Kejahatan dunia maya di Singapura terus meningkat, dengan 22.219 kasus yang tercatat tahun lalu, naik 38% dari tahun 2020. Penipuan online menyumbang 81% dari kasus kejahatan dunia maya, terdiri dari insiden kecurangan yang melibatkan e-commerce atau di mana korban didekati melalui internet.

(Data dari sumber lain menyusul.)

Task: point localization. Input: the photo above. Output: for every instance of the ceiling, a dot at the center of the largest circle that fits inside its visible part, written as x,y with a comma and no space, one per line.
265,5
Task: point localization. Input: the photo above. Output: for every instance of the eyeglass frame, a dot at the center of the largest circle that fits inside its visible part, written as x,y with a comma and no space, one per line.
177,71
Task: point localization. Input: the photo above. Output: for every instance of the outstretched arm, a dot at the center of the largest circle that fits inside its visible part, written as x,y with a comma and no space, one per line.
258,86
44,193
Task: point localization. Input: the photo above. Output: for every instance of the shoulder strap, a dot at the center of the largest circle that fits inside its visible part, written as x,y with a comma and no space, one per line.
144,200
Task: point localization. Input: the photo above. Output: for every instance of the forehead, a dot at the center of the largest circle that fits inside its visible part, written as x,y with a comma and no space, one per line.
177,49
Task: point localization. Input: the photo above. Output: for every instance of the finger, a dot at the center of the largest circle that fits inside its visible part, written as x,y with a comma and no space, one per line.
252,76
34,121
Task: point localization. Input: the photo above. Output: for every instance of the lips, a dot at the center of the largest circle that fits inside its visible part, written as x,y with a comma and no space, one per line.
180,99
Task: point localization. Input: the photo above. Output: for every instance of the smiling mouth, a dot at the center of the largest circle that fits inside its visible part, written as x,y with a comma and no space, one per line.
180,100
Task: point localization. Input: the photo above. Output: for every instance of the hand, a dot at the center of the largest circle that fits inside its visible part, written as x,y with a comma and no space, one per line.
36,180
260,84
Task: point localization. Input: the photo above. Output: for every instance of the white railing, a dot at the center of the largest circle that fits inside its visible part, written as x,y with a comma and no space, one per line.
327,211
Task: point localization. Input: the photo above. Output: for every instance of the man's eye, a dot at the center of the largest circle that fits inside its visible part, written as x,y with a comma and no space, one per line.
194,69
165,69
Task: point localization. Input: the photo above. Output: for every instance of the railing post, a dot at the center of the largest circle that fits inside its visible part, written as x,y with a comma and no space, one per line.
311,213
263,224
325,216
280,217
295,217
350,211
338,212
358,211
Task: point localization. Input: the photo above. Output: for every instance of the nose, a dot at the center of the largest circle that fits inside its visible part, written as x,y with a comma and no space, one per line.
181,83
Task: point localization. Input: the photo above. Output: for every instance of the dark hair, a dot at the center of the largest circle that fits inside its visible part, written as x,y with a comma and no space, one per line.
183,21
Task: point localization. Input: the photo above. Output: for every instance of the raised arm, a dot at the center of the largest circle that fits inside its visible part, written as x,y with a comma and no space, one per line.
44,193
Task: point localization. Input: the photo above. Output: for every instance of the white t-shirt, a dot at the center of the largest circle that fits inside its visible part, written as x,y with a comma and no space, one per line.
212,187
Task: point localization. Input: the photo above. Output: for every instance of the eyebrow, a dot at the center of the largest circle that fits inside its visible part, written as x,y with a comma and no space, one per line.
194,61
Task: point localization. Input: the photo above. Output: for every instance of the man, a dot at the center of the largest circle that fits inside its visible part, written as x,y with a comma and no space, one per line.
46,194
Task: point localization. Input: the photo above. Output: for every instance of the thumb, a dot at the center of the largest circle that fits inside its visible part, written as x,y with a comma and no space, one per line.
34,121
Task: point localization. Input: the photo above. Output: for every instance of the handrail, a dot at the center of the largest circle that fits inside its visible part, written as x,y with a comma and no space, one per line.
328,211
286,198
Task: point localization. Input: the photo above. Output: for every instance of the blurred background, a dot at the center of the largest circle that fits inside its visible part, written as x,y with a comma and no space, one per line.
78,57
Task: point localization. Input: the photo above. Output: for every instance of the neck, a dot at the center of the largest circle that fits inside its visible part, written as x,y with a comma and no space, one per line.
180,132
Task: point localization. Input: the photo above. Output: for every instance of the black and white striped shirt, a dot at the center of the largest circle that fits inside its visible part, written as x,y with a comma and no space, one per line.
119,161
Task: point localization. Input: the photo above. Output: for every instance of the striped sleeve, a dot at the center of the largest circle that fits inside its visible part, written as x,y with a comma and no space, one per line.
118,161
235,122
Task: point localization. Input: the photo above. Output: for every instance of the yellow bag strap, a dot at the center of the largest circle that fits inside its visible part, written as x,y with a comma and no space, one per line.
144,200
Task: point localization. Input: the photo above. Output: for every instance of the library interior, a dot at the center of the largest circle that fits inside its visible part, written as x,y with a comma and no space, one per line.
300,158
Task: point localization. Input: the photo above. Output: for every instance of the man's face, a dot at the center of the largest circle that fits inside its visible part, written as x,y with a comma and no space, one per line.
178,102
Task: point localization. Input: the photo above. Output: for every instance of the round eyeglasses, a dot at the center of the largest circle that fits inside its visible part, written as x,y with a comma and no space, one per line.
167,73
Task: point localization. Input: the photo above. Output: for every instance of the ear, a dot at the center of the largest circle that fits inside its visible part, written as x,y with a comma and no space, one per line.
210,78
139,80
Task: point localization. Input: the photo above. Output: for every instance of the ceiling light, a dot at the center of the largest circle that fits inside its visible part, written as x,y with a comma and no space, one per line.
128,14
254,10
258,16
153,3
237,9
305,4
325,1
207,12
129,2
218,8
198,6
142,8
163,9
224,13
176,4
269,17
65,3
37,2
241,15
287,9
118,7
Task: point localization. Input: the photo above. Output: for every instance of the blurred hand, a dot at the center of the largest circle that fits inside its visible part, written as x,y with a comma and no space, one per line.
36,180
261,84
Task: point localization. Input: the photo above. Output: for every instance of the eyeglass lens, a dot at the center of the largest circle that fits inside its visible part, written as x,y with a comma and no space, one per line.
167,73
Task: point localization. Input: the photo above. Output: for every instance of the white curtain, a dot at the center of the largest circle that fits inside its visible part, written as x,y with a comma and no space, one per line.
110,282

Dalam laporannya, CSA juga menguraikan perkembangan utama yang harus dipantau secara ketat, memperingatkan bahwa perangkat IoT yang kritis, misalnya, dapat menjadi sasaran serangan ransomware.
“Penjahat dunia maya mengakui bahwa mereka dapat menimbulkan kerusakan signifikan pada organisasi dengan menginfeksi perangkat IoT kritis, seperti unit catu daya tak terputus (UPS) yang terhubung ke internet, yang menyebabkan biaya downtime yang signifikan,” katanya. “Perangkat IoT seringkali tidak memiliki perlindungan keamanan siber yang penting [dan] karyawan diketahui menghubungkan perangkat IoT pribadi mereka ke jaringan organisasi tanpa sepengetahuan tim keamanan.”
“Jika organisasi dalam industri yang kritis dan sensitif terhadap waktu seperti perawatan kesehatan, terinfeksi ransomware, mungkin ada konsekuensi serius yang mengancam jiwa.” Badan pemerintah Singapura lebih lanjut memperingatkan bahwa penipuan berbasis crypto meningkat, sebagian besar didorong oleh penggunaan keuangan terdesentralisasi (DeFi) dan platform keuangan peer-to-peer, yang mengabaikan kebutuhan akan perantara. Aksesibilitas tanpa batas dari platform terbuka DeFi serta fitur anonimitas juga menyulitkan untuk melacak aktivitas terlarang dan menegakkan peraturan Singapura lintas batas, kata CSA. Ini semakin memungkinkan penjahat dunia maya untuk meluncurkan penipuan berbasis crypto.
Juga dicatat bahwa penurunan ketergantungan global pada teknologi Barat karena meningkatnya ketegangan geopolitik akan mengakibatkan perbedaan norma, ekosistem, dan standar dunia maya dalam waktu dekat.
Selain itu, organisasi dapat menderita “kerusakan jaminan” dari konflik geopolitik, karena kelompok penjahat dunia maya dan peretas memihak dan terlibat dalam aktivitas dunia maya yang lebih berbahaya untuk tujuan bermotivasi politik. Ini meningkatkan risiko pembalasan dan, di dunia maya global yang sangat terhubung, dapat memengaruhi organisasi yang tidak terkait dengan negara yang terlibat dalam konflik geopolitik, kata CSA.